さっきの入れ子の話ですが、じつは、ことばだけでなく、自然数の体系も同様の性質を持っています。自然数1、2、3……は、1は自然数、そして、nが自然数ならば、n+1は自然数と規定しておくと、最大の自然数というものは存在しない。無限に大きくしていくことができるというシステムです。ことばにしても、自然数にしても、入れ子という仕組み持っていて、それを操ることができるのは人間だけ、ヒトだけです。どうして人間の脳だけがことばと数を操れるのか? ことばと数のどちらが先にできたのか?……
ところで、ことばの性質を探っていく上で、これといった決まった方法は何もない、とチョムスキーは言っています。大切なのは「合理的に考える」ことであり、それだけが唯一の制約だ、と。
普遍文法というのはチョムスキーの考え方ですが、ことばに人類共通の基盤があること、つまり、普遍性があるということを否定する言語学者は一人もいません。では、なぜ普遍性が存在するのだろうか?──人間の子どもは誰でも母語を身につけることができるのだけれども、生まれた時にはどの言語が母語になるか決まっているわけではない。
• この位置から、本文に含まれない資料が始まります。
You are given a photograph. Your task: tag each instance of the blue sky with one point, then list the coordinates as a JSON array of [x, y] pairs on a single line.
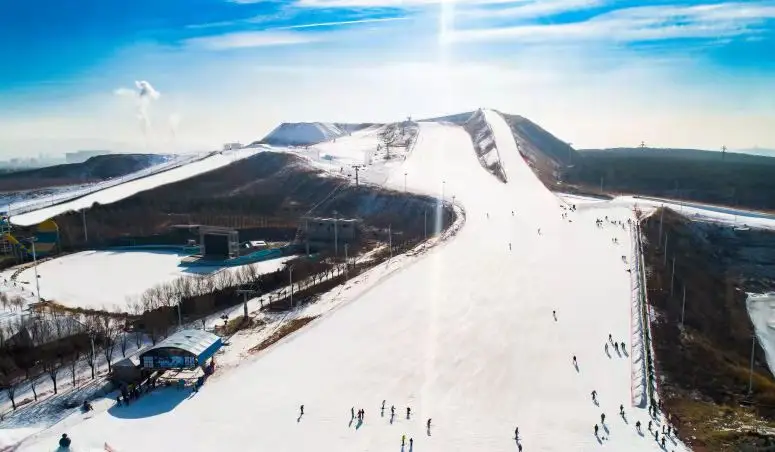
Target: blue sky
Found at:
[[594, 72]]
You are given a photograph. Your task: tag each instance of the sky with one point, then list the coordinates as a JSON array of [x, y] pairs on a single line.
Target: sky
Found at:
[[189, 75]]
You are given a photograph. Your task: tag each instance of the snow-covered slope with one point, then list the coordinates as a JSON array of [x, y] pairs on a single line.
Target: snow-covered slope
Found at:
[[464, 335], [302, 134], [124, 190]]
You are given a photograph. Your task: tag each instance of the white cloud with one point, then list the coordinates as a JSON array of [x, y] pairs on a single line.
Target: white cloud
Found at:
[[344, 22], [534, 8], [248, 39], [645, 23]]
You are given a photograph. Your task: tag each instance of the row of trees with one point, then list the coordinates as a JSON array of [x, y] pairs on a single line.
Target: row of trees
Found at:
[[54, 344]]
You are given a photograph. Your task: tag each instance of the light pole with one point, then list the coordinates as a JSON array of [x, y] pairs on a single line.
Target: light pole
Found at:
[[85, 230], [750, 372], [290, 281], [35, 267]]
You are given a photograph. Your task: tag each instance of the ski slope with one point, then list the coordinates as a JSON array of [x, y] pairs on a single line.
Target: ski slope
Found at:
[[464, 335], [124, 190]]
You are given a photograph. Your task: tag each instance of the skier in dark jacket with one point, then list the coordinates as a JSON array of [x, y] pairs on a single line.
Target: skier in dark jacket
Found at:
[[64, 441]]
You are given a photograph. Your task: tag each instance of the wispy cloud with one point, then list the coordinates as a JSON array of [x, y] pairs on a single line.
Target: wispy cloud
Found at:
[[532, 8], [339, 23], [645, 23], [248, 39]]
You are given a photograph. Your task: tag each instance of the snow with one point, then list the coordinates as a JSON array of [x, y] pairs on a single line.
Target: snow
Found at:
[[303, 133], [761, 309], [111, 279], [117, 192], [462, 333]]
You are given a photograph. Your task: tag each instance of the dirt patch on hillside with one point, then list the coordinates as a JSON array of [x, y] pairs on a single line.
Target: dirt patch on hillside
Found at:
[[703, 366]]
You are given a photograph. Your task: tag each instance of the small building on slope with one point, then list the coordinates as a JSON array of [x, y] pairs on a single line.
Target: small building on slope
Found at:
[[186, 349]]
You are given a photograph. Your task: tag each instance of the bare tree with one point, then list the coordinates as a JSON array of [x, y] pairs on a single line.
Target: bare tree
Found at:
[[74, 358], [109, 332]]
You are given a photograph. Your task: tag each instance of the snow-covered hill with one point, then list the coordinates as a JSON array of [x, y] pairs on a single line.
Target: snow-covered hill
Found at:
[[464, 335], [303, 134]]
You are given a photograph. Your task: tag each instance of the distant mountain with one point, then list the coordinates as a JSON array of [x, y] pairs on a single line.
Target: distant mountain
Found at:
[[682, 154], [95, 169]]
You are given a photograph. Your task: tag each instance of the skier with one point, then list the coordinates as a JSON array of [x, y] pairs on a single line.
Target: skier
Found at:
[[64, 441]]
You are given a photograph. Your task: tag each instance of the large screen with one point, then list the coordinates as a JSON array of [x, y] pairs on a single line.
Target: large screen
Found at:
[[216, 245]]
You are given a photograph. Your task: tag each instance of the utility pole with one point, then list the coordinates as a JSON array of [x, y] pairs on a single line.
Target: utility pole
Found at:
[[390, 241], [85, 230], [661, 218], [290, 281], [336, 236], [672, 278], [35, 267], [750, 372]]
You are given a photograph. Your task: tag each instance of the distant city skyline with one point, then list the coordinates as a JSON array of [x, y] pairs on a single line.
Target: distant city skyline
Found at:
[[166, 77]]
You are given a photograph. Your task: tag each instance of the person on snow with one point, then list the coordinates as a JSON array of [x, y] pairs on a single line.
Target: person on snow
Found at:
[[64, 441]]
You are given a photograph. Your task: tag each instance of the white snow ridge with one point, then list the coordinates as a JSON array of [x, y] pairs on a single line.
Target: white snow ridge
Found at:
[[303, 134], [463, 334]]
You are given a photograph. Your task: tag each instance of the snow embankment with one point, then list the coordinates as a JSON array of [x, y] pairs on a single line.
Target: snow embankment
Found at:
[[761, 309], [118, 192], [303, 134], [484, 144]]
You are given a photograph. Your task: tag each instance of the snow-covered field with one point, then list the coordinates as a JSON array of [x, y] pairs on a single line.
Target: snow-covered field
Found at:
[[463, 334], [112, 191], [112, 279]]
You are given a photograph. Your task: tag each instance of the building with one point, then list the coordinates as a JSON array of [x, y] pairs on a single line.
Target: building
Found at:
[[331, 229], [82, 156], [186, 349], [218, 243]]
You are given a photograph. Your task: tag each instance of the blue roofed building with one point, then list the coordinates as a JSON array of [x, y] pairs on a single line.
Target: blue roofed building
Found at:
[[186, 349]]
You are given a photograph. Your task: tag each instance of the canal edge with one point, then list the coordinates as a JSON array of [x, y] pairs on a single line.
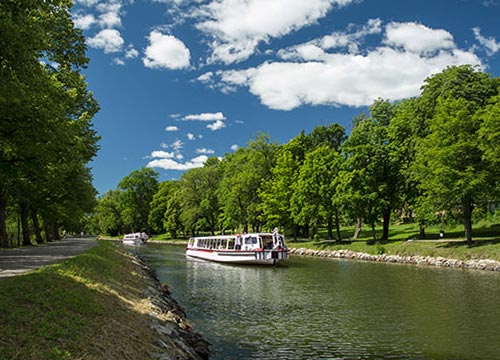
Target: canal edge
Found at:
[[417, 260], [175, 335]]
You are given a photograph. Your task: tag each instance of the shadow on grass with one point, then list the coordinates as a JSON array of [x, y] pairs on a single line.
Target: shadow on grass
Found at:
[[65, 311], [465, 244]]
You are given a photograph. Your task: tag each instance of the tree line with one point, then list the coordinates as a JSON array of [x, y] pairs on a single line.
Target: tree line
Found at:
[[46, 134], [416, 159]]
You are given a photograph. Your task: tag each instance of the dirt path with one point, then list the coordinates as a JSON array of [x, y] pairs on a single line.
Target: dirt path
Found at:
[[20, 260]]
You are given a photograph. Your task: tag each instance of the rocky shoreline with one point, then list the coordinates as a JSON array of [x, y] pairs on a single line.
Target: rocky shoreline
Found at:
[[476, 264], [176, 337]]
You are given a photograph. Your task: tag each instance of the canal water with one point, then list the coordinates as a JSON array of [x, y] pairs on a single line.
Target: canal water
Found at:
[[314, 308]]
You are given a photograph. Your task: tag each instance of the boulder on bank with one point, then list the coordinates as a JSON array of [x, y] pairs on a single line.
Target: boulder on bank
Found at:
[[488, 265], [176, 337]]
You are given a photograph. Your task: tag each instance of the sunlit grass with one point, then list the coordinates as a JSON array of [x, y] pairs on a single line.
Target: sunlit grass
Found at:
[[88, 307]]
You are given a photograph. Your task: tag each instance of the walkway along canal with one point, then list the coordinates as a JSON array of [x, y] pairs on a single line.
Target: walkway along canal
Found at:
[[333, 308]]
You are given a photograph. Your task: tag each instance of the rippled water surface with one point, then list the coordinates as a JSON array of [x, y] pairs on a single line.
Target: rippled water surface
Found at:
[[314, 308]]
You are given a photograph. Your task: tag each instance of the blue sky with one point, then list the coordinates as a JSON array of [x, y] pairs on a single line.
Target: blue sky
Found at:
[[182, 80]]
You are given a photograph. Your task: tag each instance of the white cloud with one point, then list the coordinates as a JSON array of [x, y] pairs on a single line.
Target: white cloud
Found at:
[[239, 26], [118, 61], [177, 145], [418, 38], [206, 77], [87, 2], [84, 22], [169, 164], [490, 44], [217, 125], [205, 151], [313, 76], [166, 51], [109, 40], [350, 40], [162, 154], [131, 53], [205, 116]]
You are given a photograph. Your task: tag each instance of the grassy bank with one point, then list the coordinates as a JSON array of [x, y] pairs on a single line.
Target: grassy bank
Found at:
[[449, 250], [87, 307], [403, 241]]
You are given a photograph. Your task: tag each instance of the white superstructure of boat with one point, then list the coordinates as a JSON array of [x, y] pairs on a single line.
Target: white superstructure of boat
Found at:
[[135, 239], [253, 248]]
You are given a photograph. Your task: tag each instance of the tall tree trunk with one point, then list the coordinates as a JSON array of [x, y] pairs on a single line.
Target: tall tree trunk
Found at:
[[337, 224], [359, 224], [47, 230], [55, 231], [330, 227], [468, 208], [23, 212], [374, 232], [386, 216], [4, 237], [36, 227], [421, 226]]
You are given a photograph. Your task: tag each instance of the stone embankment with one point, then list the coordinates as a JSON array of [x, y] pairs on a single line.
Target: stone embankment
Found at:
[[489, 265], [176, 337]]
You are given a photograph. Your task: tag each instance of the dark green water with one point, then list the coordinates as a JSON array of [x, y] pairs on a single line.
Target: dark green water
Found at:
[[315, 308]]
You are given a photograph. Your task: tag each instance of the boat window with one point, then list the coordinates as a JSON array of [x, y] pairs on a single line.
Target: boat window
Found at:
[[251, 240]]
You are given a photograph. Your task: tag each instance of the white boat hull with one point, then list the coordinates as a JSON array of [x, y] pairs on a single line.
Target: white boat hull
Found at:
[[264, 257], [132, 242]]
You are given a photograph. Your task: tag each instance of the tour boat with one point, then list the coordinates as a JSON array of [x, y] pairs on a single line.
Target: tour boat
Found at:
[[135, 239], [254, 248]]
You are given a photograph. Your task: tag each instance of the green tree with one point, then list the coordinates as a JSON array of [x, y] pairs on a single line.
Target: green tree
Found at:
[[137, 190], [450, 164], [244, 172], [199, 199], [370, 180], [45, 110], [458, 173], [166, 190], [315, 197], [107, 216]]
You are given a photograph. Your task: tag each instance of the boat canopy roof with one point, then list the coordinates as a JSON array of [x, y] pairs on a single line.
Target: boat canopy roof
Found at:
[[223, 237]]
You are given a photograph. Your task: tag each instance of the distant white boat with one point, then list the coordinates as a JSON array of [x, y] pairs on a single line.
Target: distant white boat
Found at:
[[135, 239], [254, 248]]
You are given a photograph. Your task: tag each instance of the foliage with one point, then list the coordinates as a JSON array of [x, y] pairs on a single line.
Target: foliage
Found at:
[[428, 159], [70, 310], [136, 194], [46, 134]]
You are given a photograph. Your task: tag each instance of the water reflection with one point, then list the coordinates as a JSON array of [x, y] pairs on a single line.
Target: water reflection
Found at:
[[318, 308]]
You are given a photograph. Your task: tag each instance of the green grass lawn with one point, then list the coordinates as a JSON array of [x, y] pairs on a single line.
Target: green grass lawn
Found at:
[[486, 244], [87, 307]]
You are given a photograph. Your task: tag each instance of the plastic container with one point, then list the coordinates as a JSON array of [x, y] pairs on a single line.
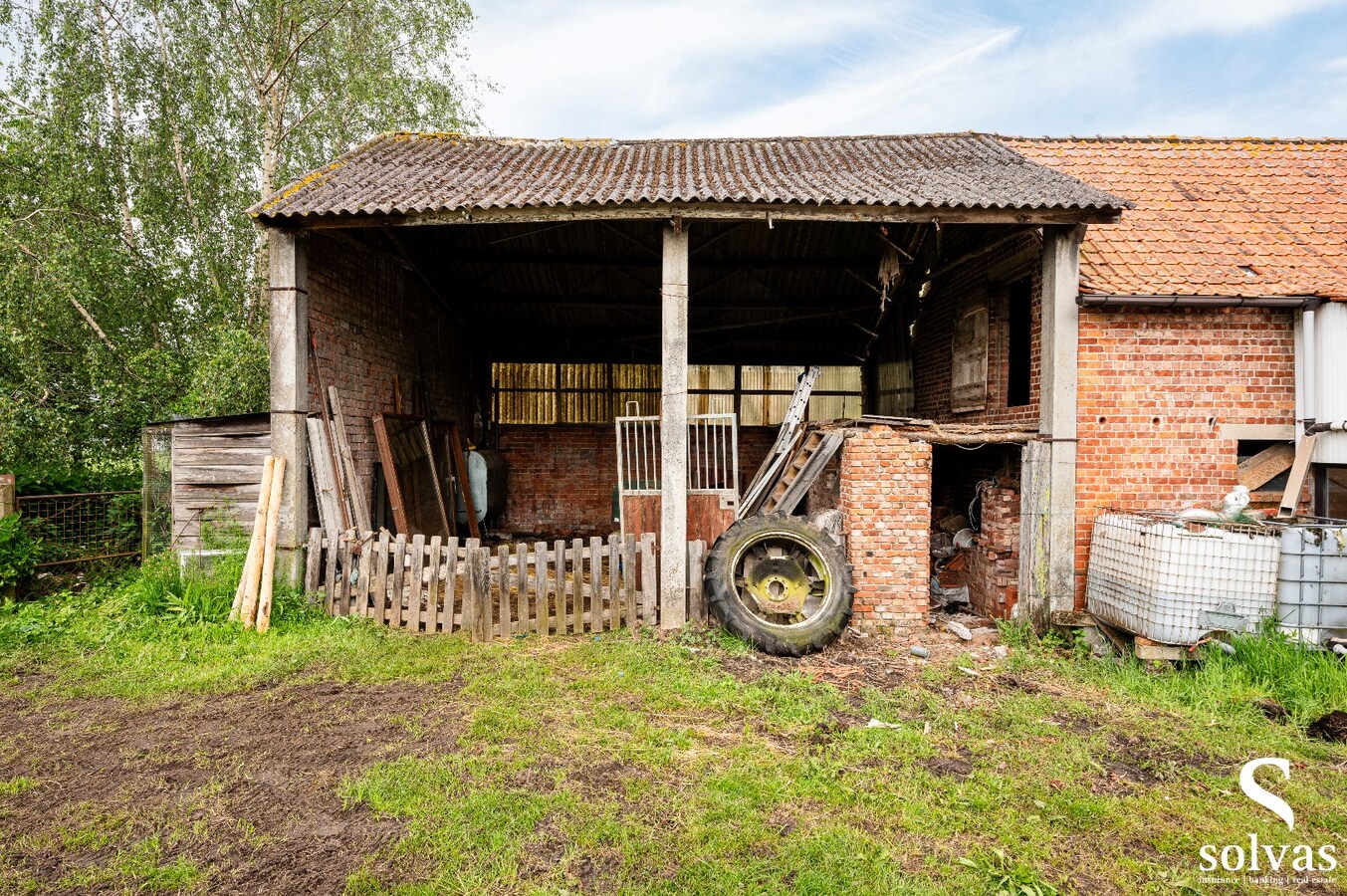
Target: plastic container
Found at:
[[1312, 582], [1175, 580]]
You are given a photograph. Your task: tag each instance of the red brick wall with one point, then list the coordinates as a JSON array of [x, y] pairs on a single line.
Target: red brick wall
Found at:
[[934, 336], [372, 321], [1155, 385], [995, 558], [561, 479], [885, 502]]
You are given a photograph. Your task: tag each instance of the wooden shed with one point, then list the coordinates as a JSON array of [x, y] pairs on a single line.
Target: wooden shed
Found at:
[[198, 471]]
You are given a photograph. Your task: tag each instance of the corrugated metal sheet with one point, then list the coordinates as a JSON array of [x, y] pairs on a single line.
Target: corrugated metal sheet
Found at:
[[419, 172]]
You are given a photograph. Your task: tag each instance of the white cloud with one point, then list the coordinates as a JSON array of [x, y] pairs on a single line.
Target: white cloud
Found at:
[[754, 68]]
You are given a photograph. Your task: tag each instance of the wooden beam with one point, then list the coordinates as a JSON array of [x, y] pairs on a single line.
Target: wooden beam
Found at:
[[674, 430], [703, 210]]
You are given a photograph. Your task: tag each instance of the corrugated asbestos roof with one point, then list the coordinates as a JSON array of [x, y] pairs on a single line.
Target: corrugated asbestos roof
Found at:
[[1213, 217], [419, 172]]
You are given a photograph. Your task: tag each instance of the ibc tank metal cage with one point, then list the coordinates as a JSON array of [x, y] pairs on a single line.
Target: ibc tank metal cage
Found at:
[[1174, 579]]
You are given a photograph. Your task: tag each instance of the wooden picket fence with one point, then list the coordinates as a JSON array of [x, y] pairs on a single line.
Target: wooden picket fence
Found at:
[[442, 585]]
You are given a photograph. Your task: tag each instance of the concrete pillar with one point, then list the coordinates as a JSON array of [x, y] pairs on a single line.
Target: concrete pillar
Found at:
[[1048, 517], [674, 430], [289, 281]]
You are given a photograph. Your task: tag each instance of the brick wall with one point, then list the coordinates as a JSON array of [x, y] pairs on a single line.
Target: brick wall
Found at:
[[1155, 385], [885, 502], [984, 278], [373, 321], [995, 558], [561, 479]]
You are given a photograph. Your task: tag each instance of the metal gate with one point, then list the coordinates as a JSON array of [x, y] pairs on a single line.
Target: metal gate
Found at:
[[713, 445]]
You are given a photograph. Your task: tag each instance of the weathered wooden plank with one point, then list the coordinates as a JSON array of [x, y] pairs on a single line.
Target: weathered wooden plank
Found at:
[[431, 613], [478, 593], [1271, 461], [416, 575], [380, 583], [575, 586], [649, 580], [541, 587], [633, 620], [522, 586], [695, 595], [560, 564], [313, 560], [595, 587], [450, 579], [614, 582], [331, 585], [400, 578], [503, 578]]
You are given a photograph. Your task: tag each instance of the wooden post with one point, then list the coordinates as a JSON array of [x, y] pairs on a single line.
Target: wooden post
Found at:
[[268, 557], [289, 278], [674, 297], [1048, 541], [252, 562], [10, 504]]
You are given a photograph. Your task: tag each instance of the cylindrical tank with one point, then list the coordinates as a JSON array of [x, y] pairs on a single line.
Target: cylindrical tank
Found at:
[[487, 479]]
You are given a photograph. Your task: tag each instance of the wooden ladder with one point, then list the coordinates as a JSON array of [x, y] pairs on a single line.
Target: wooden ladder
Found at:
[[801, 471]]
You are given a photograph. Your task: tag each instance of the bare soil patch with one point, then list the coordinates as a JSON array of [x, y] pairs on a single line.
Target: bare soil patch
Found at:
[[243, 784]]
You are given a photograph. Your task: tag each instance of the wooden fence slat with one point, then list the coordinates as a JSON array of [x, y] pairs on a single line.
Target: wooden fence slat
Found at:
[[560, 564], [450, 574], [347, 563], [431, 614], [416, 578], [522, 585], [380, 580], [480, 591], [695, 595], [313, 560], [366, 562], [331, 572], [633, 620], [614, 582], [575, 586], [503, 578], [595, 602], [649, 579], [400, 576], [541, 587]]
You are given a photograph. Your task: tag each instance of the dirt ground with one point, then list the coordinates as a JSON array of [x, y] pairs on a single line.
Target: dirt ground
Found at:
[[254, 773]]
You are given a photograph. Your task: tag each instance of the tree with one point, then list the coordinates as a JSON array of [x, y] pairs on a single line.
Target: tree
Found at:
[[133, 135]]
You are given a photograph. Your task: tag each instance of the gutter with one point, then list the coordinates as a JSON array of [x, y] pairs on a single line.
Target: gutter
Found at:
[[1102, 300]]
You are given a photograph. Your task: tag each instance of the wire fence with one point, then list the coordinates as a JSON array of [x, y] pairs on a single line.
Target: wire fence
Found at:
[[77, 531]]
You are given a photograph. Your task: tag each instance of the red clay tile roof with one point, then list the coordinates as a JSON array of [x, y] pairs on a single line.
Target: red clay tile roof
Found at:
[[1213, 217], [419, 172]]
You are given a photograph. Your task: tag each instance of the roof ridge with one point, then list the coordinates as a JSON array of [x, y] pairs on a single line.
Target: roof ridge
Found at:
[[1164, 139]]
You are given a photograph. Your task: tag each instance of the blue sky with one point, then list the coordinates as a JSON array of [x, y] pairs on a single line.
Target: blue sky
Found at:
[[760, 68]]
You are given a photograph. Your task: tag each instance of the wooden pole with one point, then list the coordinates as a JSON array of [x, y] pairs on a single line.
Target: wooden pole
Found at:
[[255, 542], [268, 562], [674, 430]]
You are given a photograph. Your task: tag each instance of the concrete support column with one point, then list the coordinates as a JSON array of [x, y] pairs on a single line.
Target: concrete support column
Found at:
[[1048, 518], [674, 430], [289, 281]]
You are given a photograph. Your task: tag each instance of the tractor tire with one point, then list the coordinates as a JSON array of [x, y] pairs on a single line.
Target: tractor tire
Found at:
[[770, 558]]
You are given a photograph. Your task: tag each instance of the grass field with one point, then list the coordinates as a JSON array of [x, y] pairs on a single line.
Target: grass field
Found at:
[[145, 748]]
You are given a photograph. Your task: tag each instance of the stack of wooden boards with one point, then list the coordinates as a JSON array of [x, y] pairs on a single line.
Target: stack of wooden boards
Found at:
[[252, 597]]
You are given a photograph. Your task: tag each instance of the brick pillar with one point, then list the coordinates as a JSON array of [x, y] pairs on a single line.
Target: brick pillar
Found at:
[[885, 502]]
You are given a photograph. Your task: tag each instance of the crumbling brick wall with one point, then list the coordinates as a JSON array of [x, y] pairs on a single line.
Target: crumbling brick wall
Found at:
[[995, 557], [1155, 387], [561, 477], [372, 320], [885, 503]]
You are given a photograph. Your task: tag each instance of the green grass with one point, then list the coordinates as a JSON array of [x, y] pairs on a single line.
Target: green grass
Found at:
[[609, 765]]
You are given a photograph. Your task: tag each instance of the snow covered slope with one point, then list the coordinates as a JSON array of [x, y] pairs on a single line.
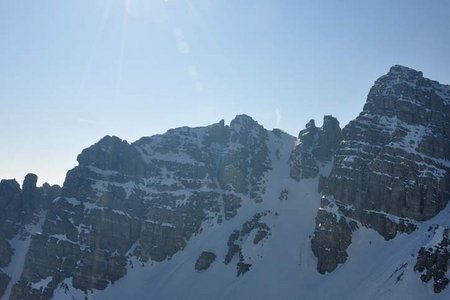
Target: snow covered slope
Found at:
[[283, 265], [234, 211]]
生まれてから日本語に触れていれば日本語が母語に、英語に触れていれば英語が母語になる。つまり、後天的に決まる。そして、生まれてから触れる言語が何語であっても脳は対応できる。このことを説明する合理的な理由として、ことばは個別性ともに普遍性を持っており、その普遍性はことばに関して脳が対応できる範囲を反映したものと考えてはどうだろうか。こんな具合に考えるのです。もちろん、そう考えると決めたら、本当に普遍性が存在するのか、どんな普遍性が存在するのか、こうした点を探っていかなくてはなりませんし、その結果、徐々に浮かび上がってくる普遍性の姿がさきほどの母語獲得の話とどの程度うまく符合するのか、そういうことを考える必要があります。現在、研究の最前線ではそうした検討が世界規模でなされています。
また、この普遍性という視点から外国語学習を考えると、母語の仕組みを意識的に捉えることから出発して、普遍性を経由して、外国語の学習へ向かうという方法が効果的と考えられます。母語の場合には、たとえば、動詞の活用などの文法を勉強しなくても、不自由なく使えるではないかという意見もありますが、そのもとにある知識を意識化することで、外国語の学習に役立てることができます。さらに、母語の仕組みを意識化させることで、母語を効果的に使うことができるようにもなります。
たとえば、中学1年生の英語に出て来る「三単現の-s」でつまづく子が多いのは、「三単現」を理解するためには、「文の主語」、「数(単数とか、複数とか)」「人称」「現在」という動詞の時制などの概念がわからないといけません。そういった準備ができていない子どもたちがたくさんいるのです。英語では「三単現の-s」というものがあるのだから、それはそういうものだと覚えるしかないという取り組み方では英語が使えるようにはなりません。まずは、このような概念が日本語ではどのように使われているのか、いったん「ことば」の問題として考えてみたらどうだろうというのが私の提案です。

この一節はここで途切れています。